I am a bit biased here...well ok, a whole lot biased because I developed http://www.emt-national-training.com with the help of two Paramedics and 2 EMT-Is.

The biggest difference in the programs is that ours gives you the rationale behind each of the correct answers. This, in our opinion makes ours a much better study tool.

EMTTIV


----------



## AndiBugg (Jan 21, 2007)

You can use www.EMTB.com if its for your basic, it has a review of every chapter in the AAOS book, and a 70 question practice test. Its not the greatest, but every little bit helps.  Also a lot of people say the test prep books you can get from book stores help a lot, and the NREMT website has a copy of the check-off sheets for the practicals. I couldnt tell you about either of the sites you listed, but good luck on your tests.


----------



## fm_emt (Jan 21, 2007)

I've said this so many times that it should be a sticky.

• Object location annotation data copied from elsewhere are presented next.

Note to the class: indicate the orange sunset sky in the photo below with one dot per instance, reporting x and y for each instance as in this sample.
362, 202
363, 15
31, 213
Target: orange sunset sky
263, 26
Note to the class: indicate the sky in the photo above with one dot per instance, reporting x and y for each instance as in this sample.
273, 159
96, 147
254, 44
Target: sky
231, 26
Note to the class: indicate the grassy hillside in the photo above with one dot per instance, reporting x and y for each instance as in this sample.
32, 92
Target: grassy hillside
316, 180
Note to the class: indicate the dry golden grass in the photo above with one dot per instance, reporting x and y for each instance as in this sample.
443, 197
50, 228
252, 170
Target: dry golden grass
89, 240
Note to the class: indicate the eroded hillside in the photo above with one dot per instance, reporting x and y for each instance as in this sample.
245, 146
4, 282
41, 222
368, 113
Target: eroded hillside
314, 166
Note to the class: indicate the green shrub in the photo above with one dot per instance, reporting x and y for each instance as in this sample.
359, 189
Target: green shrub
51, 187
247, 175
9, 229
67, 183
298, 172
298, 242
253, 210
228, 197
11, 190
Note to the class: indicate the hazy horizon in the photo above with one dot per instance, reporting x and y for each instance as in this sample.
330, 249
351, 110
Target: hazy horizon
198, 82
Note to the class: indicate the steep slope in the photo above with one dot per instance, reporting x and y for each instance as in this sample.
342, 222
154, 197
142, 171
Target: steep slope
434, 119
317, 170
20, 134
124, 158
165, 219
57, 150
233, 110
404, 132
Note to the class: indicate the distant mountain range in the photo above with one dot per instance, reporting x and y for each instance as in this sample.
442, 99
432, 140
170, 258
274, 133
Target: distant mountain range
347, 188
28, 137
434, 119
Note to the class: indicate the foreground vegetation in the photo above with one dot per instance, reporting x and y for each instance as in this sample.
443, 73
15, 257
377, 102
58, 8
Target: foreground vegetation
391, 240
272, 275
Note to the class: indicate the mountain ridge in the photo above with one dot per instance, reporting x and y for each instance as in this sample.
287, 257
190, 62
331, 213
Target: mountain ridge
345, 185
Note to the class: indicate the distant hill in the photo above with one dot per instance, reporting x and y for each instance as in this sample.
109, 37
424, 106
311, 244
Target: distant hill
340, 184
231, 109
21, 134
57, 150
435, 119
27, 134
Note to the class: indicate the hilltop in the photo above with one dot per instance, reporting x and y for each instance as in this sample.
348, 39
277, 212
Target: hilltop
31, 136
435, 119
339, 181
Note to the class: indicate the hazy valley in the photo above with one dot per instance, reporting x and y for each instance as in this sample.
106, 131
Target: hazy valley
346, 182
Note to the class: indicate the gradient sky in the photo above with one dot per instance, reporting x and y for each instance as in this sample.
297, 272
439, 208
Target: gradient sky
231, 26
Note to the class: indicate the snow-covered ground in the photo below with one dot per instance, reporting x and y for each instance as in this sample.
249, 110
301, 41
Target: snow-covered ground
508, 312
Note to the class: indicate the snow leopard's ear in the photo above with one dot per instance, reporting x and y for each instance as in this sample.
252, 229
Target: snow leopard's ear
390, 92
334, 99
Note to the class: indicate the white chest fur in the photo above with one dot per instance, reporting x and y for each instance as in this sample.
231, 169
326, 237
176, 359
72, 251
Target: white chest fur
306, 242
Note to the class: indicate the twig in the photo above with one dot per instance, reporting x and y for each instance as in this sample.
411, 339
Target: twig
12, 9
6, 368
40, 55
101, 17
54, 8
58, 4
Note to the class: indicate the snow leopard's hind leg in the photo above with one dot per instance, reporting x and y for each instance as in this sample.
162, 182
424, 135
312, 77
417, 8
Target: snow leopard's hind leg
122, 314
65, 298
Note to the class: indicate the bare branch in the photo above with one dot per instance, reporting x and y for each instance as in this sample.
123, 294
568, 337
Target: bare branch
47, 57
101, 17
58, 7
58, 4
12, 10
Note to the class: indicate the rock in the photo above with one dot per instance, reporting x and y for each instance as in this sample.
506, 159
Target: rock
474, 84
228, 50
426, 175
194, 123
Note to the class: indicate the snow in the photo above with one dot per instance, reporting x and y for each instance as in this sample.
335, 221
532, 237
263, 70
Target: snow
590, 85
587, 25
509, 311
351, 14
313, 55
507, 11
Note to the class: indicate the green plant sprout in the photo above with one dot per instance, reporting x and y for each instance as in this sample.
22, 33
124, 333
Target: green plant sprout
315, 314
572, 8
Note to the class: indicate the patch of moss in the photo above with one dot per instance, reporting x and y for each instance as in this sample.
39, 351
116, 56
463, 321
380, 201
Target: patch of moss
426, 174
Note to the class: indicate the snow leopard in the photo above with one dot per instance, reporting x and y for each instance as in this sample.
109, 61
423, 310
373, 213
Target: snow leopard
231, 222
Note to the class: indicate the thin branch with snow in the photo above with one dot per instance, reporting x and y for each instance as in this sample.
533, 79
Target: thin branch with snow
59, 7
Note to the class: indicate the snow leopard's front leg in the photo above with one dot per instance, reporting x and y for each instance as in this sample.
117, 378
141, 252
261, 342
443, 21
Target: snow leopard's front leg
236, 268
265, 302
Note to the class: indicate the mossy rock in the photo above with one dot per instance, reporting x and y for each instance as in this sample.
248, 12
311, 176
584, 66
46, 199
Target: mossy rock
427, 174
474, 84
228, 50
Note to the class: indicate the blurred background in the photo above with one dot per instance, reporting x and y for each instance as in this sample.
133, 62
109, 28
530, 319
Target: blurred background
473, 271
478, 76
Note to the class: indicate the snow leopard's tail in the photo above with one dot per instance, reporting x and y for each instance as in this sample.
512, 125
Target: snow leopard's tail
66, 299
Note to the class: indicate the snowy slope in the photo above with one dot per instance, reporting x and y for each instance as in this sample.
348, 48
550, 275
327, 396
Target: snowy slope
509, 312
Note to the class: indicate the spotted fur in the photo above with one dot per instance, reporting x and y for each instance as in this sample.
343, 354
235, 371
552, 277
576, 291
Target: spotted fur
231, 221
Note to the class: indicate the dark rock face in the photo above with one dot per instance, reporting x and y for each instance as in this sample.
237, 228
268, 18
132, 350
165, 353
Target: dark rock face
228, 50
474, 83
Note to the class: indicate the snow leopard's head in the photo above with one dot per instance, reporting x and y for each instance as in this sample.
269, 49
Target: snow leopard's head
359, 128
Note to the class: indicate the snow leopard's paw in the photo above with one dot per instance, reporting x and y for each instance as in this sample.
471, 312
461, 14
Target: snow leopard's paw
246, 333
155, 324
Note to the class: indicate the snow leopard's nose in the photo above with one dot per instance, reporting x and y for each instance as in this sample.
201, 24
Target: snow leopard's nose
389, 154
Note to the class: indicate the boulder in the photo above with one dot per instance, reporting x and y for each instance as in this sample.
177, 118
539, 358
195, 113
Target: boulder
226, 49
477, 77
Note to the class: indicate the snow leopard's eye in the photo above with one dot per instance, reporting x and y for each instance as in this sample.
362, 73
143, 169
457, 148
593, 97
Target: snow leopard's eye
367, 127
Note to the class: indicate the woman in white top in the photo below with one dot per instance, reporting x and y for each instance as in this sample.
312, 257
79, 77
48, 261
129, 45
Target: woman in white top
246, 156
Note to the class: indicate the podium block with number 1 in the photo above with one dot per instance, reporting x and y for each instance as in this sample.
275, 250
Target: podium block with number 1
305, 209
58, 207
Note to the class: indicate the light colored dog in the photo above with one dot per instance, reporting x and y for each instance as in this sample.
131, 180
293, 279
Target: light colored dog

Google for "DOT EMT curriculum" - the first link should be a PDF file. It's kind of a large file, but very informative. It will definitely help you on some of the more peculiar questions that the NR (written) has.

You're on your own for the practicals. ;-)


----------



## slawson (Jan 23, 2007)

*my results...*



mreid99 said:


> I was curious to see who would recommend either of these sites for a study aid
> 
> 1. http://www.emt-national-training.com
> 2. http://www.nremtpractice.com
> ...





i have tried the nremtpractice.com and taken the national registry test. Do not waste your time. The questions that I recieved on nremtpractice.com were no where close to the style, language or even content that was on the test. No recommendation from me.

I can not speak about the other site.

i'll try to post some study questions up for you when I get a chance. i have had about 8 hours of sleep for the last 3 days. its time to hit the hay for me.


----------



## smacphee (Jan 23, 2007)

AndiBugg said:


> You can use www.EMTB.com if its for your basic, it has a review of every chapter in the AAOS book, and a 70 question practice test. Its not the greatest, but every little bit helps.  Also a lot of people say the test prep books you can get from book stores help a lot, and the NREMT website has a copy of the check-off sheets for the practicals. I couldnt tell you about either of the sites you listed, but good luck on your tests.



I agree with you on the AAOS book, it has similar layouts of the questions but I didn't really find anything to help in terms of material.


----------